The truth of the matter is, all Brexiteers, regardless of political convictions, owe UKIP a debt of gratitude.

They have brought Brexit to life to a greater extent than arch-Eurosceptics like John Redwood and Katie Hoey did in the Conservative and Labour parties respectively prior to the EU Referendum. They have achieved their ultimate goal. They were right about the EU from the very beginning. What's worse is that former Tory prime ministers Harold Macmillan and Ted Heath knew about Brussels' intentions and hid them from the British people.

Heath and Macmillan informed the British people that the EEC was central to their economic growth. In 1973, growth was at 7.4 per cent, a figure we have not witnessed at all this decade. The UK economy grew in the 80s and 90s because of reforms the then Conservative government enacted.

It had nothing to do with the EU. When Macmillan took office in 1959, growth stood at 6 per cent.

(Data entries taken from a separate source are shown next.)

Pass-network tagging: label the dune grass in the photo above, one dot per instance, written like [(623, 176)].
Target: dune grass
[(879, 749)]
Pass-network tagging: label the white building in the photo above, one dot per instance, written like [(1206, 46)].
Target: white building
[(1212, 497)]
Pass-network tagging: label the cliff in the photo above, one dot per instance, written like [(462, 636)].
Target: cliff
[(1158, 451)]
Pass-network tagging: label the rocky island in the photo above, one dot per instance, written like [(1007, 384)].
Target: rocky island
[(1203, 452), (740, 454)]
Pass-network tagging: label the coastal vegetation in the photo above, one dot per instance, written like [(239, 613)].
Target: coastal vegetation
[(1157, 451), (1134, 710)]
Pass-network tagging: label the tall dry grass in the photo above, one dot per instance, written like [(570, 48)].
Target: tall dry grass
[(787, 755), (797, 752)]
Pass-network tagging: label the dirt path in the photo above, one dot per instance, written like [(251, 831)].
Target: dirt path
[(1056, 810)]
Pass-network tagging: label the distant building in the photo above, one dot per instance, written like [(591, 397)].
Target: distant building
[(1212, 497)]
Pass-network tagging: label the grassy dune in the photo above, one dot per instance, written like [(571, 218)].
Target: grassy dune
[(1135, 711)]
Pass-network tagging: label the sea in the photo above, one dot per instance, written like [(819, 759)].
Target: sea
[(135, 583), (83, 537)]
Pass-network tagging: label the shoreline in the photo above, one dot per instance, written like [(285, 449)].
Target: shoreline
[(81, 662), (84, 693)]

"Why did the UK need to join?"

Charles de Gaulle had the right idea from the very beginning, hence why he vetoed Macmillan's attempt to join the EEC. He said Britain had trade links, democratic institutions and cheap Commonwealth food the rest of Western Europe did not have access to, so why did the UK need to join?

Macmillan, Heath and their closest advisers wanted a global government of regional federations all this time. They both wanted Britain to prevent France and Germany from dominating the EEC. If they both saw what the EU has become now, history must teach us that they failed in their aim. France wanted West Germany to be part of the EU to ensure the former could monitor the latter.

But since German reunification in 1991, Germany has become the more powerful country in this alliance, proving France no longer benefits from EU membership.

For these reasons, UKIP has made this country proud by bringing the single issue of Brexit to life. They are not fruitcakes. They are heroes. They deserve as much recognition as the Anti-Corn Law League, which persuaded Peel to end the hated Corn Laws that held Britain back. The Corn Law Repeal Act 1846 made the UK the wealthiest country in the world. Leaving the EU will create the same outcome.